The influenza A and B virus genomes have eight negative-sense, single-stranded RNA segments, encoding 10 and 11 functional proteins, respectively, whereas influenza C and D comprise seven segments [1]. Influenza A viruses (IAV) are further divided into subtypes based on two surface glycoproteins with opposite functions, hemagglutinin (H) and neuraminidase (N) [22]. Wild aquatic birds are considered the primary reservoirs of IAV, but it also circulates in humans and pigs; the H1N1 and H3N2 IAV subtypes are currently circulating in humans [23]. Influenza B virus (IBV) and influenza C virus (ICV) are found mainly in humans; ICV is generally associated with mild respiratory disease [1,2,24]. Influenza D virus (IDV) can infect and/or be transmitted to various mammals, including cattle and pigs, without known zoonotic potential [1,2]. Influenza A and B viruses are widespread in humans and cause seasonal epidemics which vary in severity.
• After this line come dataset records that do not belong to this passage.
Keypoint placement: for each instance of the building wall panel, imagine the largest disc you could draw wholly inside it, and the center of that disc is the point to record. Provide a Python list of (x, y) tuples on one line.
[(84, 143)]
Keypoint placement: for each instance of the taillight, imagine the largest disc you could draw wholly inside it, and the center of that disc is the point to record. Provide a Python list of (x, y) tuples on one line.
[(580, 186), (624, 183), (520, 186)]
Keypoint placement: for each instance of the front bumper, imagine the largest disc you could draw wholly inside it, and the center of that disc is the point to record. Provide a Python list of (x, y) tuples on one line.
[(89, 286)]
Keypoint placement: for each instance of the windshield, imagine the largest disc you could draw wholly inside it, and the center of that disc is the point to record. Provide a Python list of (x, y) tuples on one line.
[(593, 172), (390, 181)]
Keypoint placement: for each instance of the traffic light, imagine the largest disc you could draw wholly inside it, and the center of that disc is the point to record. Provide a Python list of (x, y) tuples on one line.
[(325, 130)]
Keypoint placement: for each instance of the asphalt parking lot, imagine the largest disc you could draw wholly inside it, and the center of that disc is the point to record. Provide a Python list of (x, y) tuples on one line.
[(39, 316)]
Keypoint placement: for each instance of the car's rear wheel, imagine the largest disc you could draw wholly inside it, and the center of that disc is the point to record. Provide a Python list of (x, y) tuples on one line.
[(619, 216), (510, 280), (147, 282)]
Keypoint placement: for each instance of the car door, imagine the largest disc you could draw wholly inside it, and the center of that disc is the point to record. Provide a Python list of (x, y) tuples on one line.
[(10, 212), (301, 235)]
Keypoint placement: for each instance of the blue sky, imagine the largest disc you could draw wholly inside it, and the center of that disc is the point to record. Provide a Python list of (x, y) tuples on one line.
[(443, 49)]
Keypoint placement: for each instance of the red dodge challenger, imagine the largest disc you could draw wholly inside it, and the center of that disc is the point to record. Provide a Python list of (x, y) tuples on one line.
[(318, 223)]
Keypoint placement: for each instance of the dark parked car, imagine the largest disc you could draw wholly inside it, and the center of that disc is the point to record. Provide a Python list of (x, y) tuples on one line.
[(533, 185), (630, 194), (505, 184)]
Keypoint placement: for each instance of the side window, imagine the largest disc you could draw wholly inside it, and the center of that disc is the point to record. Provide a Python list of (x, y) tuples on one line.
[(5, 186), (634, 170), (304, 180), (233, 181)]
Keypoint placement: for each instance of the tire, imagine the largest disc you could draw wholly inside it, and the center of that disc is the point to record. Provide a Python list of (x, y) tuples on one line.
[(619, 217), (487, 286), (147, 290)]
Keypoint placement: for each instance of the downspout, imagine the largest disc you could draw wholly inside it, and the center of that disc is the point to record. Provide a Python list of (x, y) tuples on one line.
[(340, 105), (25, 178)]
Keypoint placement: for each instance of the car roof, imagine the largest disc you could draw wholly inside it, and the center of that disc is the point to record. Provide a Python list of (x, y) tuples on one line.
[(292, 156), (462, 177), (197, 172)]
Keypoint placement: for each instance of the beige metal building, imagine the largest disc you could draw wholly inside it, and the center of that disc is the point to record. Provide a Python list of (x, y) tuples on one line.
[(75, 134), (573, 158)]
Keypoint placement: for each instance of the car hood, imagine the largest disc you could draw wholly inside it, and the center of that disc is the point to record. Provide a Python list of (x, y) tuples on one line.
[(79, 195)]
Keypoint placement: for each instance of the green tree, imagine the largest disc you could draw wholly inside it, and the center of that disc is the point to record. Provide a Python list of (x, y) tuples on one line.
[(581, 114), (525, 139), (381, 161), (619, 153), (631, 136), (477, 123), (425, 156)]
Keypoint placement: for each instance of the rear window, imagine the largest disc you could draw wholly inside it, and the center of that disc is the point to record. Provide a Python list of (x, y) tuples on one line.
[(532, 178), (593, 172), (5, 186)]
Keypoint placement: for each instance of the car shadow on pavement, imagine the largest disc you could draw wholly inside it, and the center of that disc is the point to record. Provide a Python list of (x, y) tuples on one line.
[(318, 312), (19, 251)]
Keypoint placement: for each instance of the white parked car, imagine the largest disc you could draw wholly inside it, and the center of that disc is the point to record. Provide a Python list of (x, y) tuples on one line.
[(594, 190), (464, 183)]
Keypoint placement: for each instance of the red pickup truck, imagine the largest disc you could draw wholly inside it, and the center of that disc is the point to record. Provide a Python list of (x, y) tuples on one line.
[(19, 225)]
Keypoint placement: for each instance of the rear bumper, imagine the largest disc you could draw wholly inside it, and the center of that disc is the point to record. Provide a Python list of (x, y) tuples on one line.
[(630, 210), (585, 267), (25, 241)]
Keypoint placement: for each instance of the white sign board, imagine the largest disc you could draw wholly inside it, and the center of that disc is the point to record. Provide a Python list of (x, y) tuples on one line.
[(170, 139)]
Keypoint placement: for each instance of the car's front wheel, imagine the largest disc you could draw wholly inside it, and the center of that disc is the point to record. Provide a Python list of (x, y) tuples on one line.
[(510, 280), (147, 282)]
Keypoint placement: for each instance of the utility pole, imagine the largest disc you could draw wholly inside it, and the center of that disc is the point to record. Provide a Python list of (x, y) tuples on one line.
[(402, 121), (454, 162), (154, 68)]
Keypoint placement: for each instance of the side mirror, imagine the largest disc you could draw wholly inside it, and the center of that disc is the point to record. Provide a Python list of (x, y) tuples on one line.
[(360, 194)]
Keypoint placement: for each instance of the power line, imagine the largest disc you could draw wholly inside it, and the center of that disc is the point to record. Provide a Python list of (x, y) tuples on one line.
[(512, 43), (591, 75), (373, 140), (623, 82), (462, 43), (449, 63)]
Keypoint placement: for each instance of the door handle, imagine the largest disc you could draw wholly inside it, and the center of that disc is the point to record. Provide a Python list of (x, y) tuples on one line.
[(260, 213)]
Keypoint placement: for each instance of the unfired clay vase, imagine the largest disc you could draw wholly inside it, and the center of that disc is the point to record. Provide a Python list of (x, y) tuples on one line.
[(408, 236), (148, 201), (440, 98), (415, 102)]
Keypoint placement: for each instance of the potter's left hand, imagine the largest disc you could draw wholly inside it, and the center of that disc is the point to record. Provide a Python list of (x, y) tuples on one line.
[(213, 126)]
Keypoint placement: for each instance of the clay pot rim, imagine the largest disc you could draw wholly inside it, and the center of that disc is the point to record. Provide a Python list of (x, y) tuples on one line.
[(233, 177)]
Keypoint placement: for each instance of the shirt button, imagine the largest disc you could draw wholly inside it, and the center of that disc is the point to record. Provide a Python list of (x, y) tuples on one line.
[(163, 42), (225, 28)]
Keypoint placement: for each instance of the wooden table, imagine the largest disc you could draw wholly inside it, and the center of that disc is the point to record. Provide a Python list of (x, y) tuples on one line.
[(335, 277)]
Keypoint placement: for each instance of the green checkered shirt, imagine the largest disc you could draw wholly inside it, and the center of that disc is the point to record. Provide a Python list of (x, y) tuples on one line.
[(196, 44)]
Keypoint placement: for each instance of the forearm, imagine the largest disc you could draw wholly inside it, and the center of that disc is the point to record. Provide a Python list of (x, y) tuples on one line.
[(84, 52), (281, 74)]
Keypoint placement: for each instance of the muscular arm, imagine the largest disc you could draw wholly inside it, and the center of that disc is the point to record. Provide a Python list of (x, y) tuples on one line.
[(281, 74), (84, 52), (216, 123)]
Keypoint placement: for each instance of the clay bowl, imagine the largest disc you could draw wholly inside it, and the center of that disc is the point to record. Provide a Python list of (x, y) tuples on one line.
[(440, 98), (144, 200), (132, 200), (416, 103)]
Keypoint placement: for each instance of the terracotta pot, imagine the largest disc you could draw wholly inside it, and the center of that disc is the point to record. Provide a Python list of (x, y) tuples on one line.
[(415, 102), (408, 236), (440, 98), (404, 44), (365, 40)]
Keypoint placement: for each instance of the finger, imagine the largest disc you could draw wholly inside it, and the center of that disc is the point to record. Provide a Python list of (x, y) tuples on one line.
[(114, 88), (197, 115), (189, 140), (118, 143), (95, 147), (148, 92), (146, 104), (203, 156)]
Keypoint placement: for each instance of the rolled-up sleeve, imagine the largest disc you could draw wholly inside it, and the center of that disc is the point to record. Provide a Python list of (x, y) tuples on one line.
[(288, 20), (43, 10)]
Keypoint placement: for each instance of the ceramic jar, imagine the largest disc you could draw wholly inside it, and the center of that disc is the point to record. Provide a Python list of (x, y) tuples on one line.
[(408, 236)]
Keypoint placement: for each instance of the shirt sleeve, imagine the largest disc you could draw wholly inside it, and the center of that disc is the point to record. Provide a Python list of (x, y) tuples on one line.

Seasonal influenza (or “flu”) is caused by both IAV and IBV, which are mainly transmitted through small airborne droplets by coughing and sneezing or contaminated surfaces [5]. Flu is an acute respiratory infection that can spread efficiently, infect, and kill thousands of people each year around the world [5,22]. The IAV subtype H3N2 is manifested clinically with classic flu symptoms [6], and also a vaccine-resistant IAV H3N2 3C.2a1b.2a.2 subclade has been identified in wastewater from elementary schools in Las Vegas, USA [25]. Moreover, three subtypes of IAV have been identified in pigs (H1N1, H1N2, and H3N2), different from the human flu viruses, adapted to the swine physiology. The 2009 swine flu pandemic or A(H1N1)pdm09 is the third known flu pandemic caused by an IAV H1N1 virus, with 18,631 confirmed deaths [26,27]. The other two pandemics, namely the Spanish flu of 1918 and the 1977 Russian flu, killed about 50 million and 700,000 people [28].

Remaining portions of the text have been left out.